Does the priority of a job change significantly depending on the number of nodes that are requested for the job on the standard partitions?
- There are changes to make sure that big jobs also start in a reasonable amount of time. But as the conditions of use forbid to try to exploit weaknesses in policies, we will not discuss this here. you should build your jobs in a reasonable way for the work you want to do as that is best for evereybody. Too many large jobs on the system also create problems as while the scheduler is gathering nodes to run a large job, these nodes remain empty unless there are enough short small jobs on the system to fill those gaps. So we need a healthy mix of different types of jobs to keep LUMI running smoothly.
Should I expect different behavior between the standard and small partitions if I have a 4-nodes job ?
- Yes, and I think this is discussed in the presentation. The defaults for some Slurm parameters are different, so just using --exclusive on small and small-g still does not give you a 100% equivalent to standard or standard-g.
So if I want to run a scaling analysis with 4, 8, 16 nodes, I should submit even the small job to standard.
- Not necessarily, the nodes are the same, but you need to be careful with some parameters. E.g., teh default for the amount of memory is different on both partitions. but again, this is discussed later in the presentation. If you request exclusive nodes and carefully specify the amount of memory you need, there will not be differences. But doing benchmarking on shared nodes is a bad idea.

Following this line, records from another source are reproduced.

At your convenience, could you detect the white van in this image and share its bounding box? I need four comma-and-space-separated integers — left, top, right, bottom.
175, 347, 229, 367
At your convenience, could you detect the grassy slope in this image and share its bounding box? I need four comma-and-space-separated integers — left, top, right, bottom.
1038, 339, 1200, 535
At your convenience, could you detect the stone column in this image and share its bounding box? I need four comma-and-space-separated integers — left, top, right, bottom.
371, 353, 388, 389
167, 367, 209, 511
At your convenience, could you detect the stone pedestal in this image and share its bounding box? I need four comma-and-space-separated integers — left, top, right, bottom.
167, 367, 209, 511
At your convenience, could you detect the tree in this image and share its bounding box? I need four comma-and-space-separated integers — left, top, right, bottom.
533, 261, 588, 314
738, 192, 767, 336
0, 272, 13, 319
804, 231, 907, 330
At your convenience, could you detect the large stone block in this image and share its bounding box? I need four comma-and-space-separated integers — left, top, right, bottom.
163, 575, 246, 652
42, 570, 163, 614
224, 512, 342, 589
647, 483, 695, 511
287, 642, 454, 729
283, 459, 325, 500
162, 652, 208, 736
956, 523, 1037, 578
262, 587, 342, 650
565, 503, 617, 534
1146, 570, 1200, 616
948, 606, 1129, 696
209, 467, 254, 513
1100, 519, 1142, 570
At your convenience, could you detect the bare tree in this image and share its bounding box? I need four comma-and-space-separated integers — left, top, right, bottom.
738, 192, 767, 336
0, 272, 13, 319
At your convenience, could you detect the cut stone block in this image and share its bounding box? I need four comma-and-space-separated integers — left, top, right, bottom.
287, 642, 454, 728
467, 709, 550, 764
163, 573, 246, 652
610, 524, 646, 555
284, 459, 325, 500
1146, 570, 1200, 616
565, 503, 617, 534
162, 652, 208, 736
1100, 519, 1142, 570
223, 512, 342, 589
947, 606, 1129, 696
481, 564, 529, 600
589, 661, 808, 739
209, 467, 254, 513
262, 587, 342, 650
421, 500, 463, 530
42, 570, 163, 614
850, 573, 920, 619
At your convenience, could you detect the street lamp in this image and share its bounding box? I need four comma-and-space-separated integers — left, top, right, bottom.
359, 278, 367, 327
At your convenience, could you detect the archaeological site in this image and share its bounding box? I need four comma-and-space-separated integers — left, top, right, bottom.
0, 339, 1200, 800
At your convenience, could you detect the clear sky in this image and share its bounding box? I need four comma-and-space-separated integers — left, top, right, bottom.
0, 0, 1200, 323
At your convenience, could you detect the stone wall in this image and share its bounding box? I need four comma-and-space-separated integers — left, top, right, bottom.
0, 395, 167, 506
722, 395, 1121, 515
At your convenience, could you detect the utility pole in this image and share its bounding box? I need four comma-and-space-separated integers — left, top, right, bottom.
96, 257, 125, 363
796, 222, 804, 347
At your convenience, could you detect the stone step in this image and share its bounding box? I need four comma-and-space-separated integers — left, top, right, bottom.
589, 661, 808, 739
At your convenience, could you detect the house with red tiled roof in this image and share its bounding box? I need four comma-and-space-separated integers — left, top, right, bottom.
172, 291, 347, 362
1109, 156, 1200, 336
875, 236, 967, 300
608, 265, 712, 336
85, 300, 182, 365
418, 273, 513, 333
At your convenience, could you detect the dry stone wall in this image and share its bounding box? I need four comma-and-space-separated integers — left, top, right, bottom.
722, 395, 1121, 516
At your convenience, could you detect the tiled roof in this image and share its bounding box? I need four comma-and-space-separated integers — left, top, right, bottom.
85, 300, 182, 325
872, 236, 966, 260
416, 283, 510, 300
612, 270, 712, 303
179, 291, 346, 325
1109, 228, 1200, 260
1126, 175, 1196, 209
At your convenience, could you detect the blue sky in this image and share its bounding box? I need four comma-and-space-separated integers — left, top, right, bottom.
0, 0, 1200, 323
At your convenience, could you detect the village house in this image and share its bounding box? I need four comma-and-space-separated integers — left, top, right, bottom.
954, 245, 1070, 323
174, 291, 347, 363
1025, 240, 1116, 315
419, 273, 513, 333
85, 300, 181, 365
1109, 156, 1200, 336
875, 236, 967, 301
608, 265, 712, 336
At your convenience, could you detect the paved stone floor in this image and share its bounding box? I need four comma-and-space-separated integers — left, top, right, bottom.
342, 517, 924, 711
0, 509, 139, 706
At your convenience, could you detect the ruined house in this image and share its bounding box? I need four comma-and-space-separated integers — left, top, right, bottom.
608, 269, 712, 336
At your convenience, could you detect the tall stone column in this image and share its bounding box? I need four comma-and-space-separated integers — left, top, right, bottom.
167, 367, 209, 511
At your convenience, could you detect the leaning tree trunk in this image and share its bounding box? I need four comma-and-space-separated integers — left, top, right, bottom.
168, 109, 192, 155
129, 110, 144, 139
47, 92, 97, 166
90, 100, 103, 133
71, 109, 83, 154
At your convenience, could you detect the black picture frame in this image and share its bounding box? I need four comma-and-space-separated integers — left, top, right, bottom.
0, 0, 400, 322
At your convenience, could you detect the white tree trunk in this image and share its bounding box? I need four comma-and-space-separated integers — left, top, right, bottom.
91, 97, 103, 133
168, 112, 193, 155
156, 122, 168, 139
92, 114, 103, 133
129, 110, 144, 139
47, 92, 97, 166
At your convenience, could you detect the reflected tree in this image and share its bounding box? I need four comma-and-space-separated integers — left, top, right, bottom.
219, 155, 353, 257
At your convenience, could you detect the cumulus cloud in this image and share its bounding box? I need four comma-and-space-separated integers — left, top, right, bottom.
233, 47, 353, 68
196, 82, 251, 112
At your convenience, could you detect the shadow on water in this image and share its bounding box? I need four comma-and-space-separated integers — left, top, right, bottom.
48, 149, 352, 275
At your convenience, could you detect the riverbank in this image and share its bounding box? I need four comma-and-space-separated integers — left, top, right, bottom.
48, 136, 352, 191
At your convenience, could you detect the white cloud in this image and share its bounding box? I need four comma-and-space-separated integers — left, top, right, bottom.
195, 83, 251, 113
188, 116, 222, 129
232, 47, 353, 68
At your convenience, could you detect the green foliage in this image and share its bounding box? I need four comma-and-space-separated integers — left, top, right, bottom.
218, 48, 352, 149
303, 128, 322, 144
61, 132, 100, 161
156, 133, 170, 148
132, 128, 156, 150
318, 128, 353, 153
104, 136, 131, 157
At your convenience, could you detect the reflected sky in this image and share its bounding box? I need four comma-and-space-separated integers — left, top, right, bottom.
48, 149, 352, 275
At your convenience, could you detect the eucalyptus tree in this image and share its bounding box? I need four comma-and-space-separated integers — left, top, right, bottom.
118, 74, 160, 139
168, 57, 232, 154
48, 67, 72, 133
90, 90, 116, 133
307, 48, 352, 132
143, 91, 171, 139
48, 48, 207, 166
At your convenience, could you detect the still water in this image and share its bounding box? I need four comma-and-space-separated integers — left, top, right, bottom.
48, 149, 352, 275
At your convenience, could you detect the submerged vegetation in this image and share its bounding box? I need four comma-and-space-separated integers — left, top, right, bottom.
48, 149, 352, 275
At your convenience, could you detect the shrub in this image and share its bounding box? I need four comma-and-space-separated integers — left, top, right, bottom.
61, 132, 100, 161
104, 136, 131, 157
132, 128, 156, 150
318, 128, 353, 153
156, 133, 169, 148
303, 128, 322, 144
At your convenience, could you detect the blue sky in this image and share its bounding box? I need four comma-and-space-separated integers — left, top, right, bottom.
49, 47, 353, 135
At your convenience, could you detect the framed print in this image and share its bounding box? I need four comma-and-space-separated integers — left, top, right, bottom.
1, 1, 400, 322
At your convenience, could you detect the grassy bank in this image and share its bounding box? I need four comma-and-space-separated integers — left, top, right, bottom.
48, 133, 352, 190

How can we accurately estimate how much memory we need for our jobs?
- You need to know how your code runs. And at the end of the talk, you will see the commands that you can use to figure out what your job actually used, or how you can do some monitoring while the job runs. Unless you need a disproportional amount of memory, most codes are fine with a proportional amount of resources. But there are exceptions...
Is backfill more likely for short jobs?
- It is only likely for relatively short jobs as it fills up the gaps that appear when the cluster is gathering nodes for a big job. For the largest regular jobs this can take a couple of hours.
I tend to have a lot of large but very fast jobs (< 30 mins), that seems interesting.
- This is the kind of jobs that we really HATE on LUMI as it makes the machine very inefficient. Large jobs should also run for a considerable amount of time because of the high cost to others for starting such a job.. You should combine those jobs in a single longer large job. Backfill is also only for small jobs as they must fit in the growing gap that is created by more and more nodes becoming available. The larger the job in terms of number of nodes, the less likely it will be suitable as backfill. It are the large jobs that create the space to run other jobs in backfill and we don't have enough jobs that are eligible for backfill at the moment.
Will it work properly if I chain many srun commands in a job to get them sequentially ? (If I have say 4 commands that require the same resources)
- Yes. It may help to put a 2 second sleep in between, but you can have as many job steps in a job as you want. Sometimes a srun may produce a temporary error message because the database is still blocked by finishing the previous srun, and that temporary blocking is usually avoided with a sleep 2. But even this is rare. That error happens more if you try to start job steps in the background to have multiple job steps running next to one another in a single job.
Got it, thanks. I assume there's not way to have sacct info for my steps separately though ?
- sacct gives information at the job step level, so you have all the information you could get from separate jobs for each job step.
On a more general note: How interested is the LUMI Support to help users optimise resource use, as opposed to just having less optimal scripts running?
- We can offer you the training to do such work so that you learn what you need to know about the system to do this work and so that you learn about tools that could be helpful, but we cannot do this for every individual user as (a) it does not only require knowledge about LUMI, but also about each individual application and the specific task that you want to do with that application, and (b) 10 FTE for 3000 users is just too few people to offer that kind of support or to have a proper understanding about a large enough range of applications.